Commerce Commission clears the way for Armourguard purchase of ACM

New Zealand Security Magazine - Update

Commerce Commission
Acquisition is unlikely to substantially lessen competition in any New Zealand market. Image: Armourguard/LinkedIn.

The Commerce Commission has given clearance to Evergreen NZ Holdings (Armourguard) to acquire 100% of the shares in ACM New Zealand Limited from ACM Holdings (NZ) Limited.


Commerce Commission Chair Dr John Small said the Commission was satisfied that the acquisition is unlikely to substantially lessen competition in any New Zealand market.

“After careful consideration of all of the relevant factors, the Commission is satisfied that the proposed acquisition is unlikely to substantially lessen competition when compared to the situation if the proposed acquisition did not proceed,” stated Dr Small.

According to a Commerce Commission statement, central to its decision was its assessment of competition in the wholesale and retail cash-in-transit services markets if the proposed acquisition were to not take place, and the competition that would be lost with the proposed acquisition.
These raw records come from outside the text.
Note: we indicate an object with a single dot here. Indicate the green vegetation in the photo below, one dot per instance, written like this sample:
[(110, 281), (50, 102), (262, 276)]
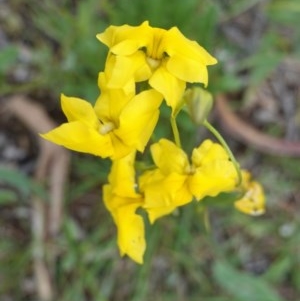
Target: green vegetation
[(236, 258)]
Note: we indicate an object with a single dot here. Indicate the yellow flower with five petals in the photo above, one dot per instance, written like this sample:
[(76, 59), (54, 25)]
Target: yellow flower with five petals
[(176, 181), (121, 199), (112, 128), (164, 57), (253, 200)]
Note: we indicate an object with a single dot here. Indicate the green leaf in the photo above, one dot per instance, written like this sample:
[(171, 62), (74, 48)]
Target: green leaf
[(243, 286), (8, 56)]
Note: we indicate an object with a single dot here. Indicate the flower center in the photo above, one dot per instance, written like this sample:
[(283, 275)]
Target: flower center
[(106, 128), (190, 169), (155, 50)]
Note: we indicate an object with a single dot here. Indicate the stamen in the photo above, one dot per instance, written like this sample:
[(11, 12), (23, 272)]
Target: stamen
[(153, 63), (106, 128)]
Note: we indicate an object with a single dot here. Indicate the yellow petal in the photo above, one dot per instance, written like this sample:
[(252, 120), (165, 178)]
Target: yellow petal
[(188, 60), (136, 68), (163, 194), (130, 226), (169, 158), (253, 201), (208, 152), (139, 118), (122, 176), (211, 179), (79, 137), (77, 109), (111, 102), (168, 85)]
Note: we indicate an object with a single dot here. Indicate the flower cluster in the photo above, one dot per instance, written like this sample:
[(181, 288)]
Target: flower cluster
[(144, 67)]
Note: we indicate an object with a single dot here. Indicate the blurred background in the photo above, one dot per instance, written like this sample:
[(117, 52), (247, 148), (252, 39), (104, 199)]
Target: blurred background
[(58, 242)]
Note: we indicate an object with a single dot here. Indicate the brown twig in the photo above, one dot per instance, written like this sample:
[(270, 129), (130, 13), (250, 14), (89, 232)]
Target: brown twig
[(52, 167), (247, 134)]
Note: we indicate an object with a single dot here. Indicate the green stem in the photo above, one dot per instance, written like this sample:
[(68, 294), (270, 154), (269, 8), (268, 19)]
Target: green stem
[(175, 131), (225, 145)]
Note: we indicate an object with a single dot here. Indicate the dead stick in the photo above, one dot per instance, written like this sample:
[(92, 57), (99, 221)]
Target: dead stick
[(53, 161), (247, 134)]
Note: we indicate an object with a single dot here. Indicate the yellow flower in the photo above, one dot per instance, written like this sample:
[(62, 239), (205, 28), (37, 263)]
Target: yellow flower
[(175, 181), (122, 201), (253, 201), (113, 128), (164, 57)]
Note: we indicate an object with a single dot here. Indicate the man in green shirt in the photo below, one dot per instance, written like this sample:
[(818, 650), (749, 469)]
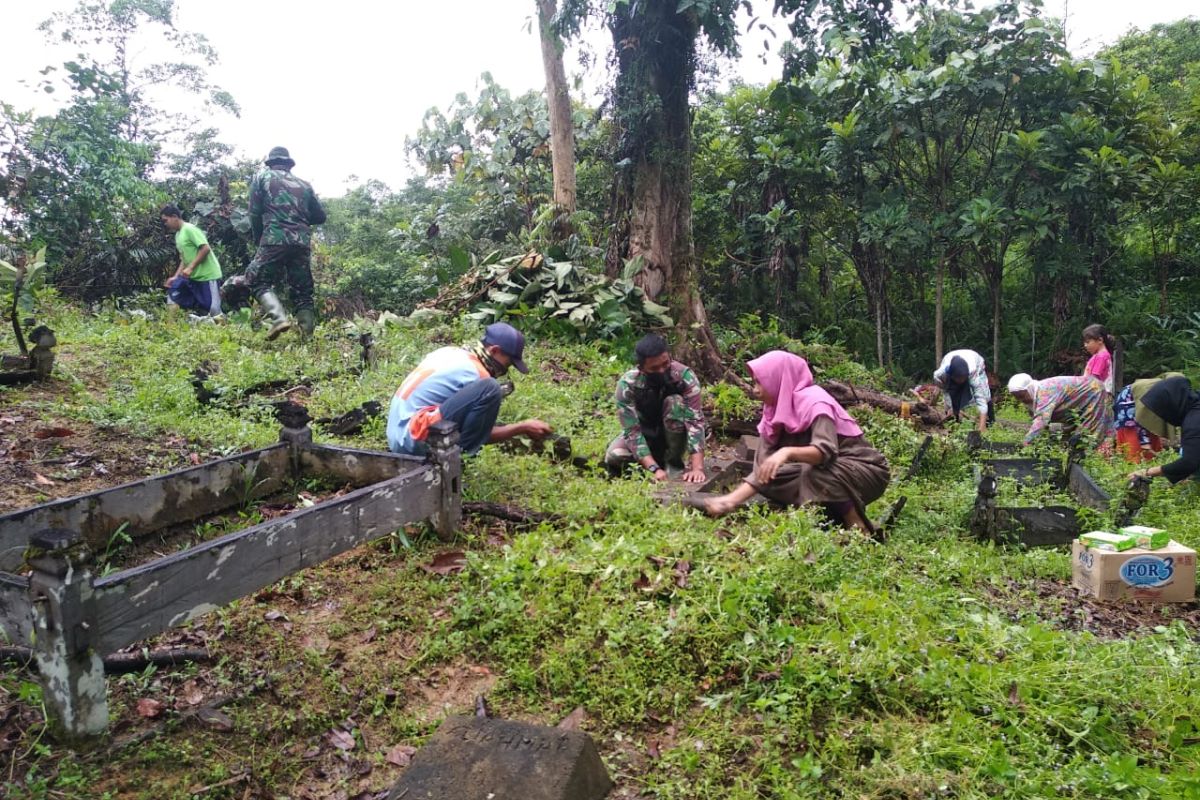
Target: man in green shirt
[(196, 283)]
“absent a merger, it is not likely that competition between the two large CITs would continue, and instead [it] is likely that there will be an exit from the market. We consider that a merger would be a preferable as a more orderly outcome.”

“As noted in Evergreen’s application, the relevant businesses of both Evergreen and ACM have suffered significant cash losses. An ongoing decline in the use of cash and reduced demand for cash-in-transit services – accelerated during the COVID-19 pandemic, and the rationalisation of bank branches  – coupled with inflationary increases in costs makes it difficult for two national wholesale cash-in-transit providers to be financially viable. Without the proposed acquisition, we consider that it is unlikely that both Evergreen and ACM would continue to provide cash-in-transit services in New Zealand.”
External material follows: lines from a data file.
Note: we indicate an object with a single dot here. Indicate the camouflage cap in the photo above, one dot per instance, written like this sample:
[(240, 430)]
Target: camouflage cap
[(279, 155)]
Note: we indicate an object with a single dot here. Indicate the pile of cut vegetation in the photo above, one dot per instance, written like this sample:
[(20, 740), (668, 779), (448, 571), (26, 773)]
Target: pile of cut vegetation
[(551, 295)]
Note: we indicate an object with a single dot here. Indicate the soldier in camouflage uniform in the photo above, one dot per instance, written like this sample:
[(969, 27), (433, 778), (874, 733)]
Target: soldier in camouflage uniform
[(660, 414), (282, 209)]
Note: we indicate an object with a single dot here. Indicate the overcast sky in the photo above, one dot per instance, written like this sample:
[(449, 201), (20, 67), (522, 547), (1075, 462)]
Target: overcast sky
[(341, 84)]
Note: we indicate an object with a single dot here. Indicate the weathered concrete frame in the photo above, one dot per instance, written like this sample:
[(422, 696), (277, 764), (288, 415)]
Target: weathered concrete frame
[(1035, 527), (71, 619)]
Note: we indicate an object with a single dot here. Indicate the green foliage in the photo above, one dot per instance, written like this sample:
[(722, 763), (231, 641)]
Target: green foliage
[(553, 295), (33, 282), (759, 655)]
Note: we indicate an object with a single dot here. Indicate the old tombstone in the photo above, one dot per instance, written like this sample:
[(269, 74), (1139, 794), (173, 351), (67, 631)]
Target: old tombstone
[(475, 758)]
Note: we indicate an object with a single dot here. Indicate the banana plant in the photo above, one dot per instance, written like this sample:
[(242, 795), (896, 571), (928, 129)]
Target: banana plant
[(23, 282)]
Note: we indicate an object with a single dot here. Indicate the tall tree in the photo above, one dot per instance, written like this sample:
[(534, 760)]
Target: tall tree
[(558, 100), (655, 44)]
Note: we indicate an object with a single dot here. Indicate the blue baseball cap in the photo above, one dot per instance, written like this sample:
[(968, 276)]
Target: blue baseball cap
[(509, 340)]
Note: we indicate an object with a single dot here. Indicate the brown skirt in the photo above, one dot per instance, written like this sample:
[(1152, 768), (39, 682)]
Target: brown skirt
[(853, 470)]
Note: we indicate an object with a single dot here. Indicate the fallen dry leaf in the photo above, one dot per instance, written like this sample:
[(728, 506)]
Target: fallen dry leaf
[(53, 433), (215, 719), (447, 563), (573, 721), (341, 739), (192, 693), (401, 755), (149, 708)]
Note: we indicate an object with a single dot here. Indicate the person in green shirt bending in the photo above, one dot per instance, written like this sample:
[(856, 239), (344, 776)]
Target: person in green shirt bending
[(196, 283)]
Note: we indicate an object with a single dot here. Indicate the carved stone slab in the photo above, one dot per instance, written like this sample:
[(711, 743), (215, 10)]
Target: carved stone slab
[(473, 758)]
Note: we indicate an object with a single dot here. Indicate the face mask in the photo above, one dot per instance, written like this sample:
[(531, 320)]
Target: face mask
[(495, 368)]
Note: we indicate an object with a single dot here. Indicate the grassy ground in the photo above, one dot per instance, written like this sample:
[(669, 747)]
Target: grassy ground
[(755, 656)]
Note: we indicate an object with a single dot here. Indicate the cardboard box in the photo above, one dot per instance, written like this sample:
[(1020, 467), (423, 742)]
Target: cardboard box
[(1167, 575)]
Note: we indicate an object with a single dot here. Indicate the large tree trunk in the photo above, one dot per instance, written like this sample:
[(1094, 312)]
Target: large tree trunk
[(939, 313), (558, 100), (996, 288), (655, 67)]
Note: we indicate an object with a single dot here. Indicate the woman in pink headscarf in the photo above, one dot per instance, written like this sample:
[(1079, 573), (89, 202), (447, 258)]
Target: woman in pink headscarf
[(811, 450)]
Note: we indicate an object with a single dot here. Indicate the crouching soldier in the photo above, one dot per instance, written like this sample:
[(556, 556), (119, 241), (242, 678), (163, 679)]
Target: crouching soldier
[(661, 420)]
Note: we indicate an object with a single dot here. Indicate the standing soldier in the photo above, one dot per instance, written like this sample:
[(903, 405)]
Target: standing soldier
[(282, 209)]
Given that ACM is projected to continue to suffer losses, the Commerce Commission considered that “ACM would likely exit the relevant markets in the short term”, and on that basis it was satisfied that “there would not be a substantial loss of competition or material impact on the price and/or the quality of cash-in-transit services with the proposed acquisition.”
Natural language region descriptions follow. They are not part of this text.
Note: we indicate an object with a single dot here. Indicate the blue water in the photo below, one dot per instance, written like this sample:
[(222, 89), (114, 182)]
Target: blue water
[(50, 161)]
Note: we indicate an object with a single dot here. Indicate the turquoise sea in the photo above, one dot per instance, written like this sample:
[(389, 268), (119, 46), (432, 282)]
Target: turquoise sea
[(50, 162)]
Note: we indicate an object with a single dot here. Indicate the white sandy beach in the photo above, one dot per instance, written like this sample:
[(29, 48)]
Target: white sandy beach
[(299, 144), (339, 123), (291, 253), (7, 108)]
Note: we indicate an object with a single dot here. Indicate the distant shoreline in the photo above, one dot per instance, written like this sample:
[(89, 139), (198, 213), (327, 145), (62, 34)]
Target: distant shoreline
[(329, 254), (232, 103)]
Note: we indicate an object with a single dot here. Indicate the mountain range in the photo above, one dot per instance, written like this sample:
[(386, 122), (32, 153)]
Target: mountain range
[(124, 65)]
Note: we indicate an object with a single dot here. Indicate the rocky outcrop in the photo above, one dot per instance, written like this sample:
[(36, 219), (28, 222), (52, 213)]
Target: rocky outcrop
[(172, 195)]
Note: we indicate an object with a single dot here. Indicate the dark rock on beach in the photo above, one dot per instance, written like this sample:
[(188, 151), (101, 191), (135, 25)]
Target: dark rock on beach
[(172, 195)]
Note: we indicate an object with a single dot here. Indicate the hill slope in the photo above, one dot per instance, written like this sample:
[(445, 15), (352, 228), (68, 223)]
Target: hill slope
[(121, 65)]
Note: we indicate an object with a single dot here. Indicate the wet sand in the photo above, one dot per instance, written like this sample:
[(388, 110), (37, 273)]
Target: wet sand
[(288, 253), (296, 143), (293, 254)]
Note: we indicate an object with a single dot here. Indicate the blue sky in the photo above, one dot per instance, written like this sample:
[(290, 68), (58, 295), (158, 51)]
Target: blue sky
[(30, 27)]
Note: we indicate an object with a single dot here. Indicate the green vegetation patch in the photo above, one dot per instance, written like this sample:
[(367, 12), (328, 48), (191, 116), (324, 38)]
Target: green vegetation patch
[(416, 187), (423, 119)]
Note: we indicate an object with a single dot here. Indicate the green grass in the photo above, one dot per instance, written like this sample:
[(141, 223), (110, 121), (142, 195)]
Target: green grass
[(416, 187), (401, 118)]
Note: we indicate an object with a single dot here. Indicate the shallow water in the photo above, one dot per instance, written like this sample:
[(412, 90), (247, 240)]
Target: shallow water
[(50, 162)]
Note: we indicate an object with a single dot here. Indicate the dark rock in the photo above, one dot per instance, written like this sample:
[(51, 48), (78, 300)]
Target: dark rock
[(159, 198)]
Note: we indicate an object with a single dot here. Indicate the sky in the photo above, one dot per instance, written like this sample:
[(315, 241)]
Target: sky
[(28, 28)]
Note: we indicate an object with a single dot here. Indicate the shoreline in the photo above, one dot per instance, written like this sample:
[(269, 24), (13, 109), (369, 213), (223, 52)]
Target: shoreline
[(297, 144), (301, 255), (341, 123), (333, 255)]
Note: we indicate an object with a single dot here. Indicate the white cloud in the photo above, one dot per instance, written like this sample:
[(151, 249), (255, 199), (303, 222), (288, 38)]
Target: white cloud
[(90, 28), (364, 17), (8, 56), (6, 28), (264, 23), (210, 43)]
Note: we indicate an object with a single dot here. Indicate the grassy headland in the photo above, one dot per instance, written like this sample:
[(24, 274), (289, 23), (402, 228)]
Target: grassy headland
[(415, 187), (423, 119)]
In a statement issued on 14 October, Armourguard Security/Logistics Ltd Chief Executive Officer, Shane O’Halloran confirmed that the Commerce Commission had granted Evergreen NZ Holdings and ACM Holdings (NZ) Ltd clearance to complete the purchase and sale of ACM NZ Limited.

On 02 April this year, Evergreen Holdings had reached an agreement to purchase ACM New Zealand Limited (ACM). The proposed sale was conditional on the approval by the Commerce Commission.

“We are pleased to see that the NZCC recognises how important consolidation of the secure cash industry is to the New Zealand economy, so that cash remains a viable and sustainable form of payment,” stated Mr O’Halloran.

“Armourguard Security and ACM will now merge both organisations’ CIT assets, liabilities, employees and operations into a newly formed and wholly owned subsidiary of Evergreen called Armourguard Logistics Ltd.

“The new entity, headed up by myself, will continue to be managed locally leveraging Armourguard’s 85 years of New Zealand security knowledge, expertise, and CIT experience,” he said. “We will continue to provide the same great level of service with the added strength of the combined knowledge and expertise of both Armourguard and ACM.”

According to Mr O’Halloran, it will be business as usual as the parties look to complete the transaction in February / March 2025.

“This is a very exciting time for Evergreen (Armourguard) and our friends at ACM. Upon completion of this transaction (and the subsequent transition period), Armourguard CIT shall be stronger, more resilient, and better positioned to service the New Zealand cash economy.”

Several submissions had been received in relation to the proposed acquisition, including a number claiming that it would stifle competition and create monopoly conditions. But in its submission, the Reserve Bank of New Zealand stated that “absent a merger, it is not likely that competition between the two large CITs would continue, and instead [it] is likely that there will be an exit from the market. We consider that a merger would be a preferable as a more orderly outcome.”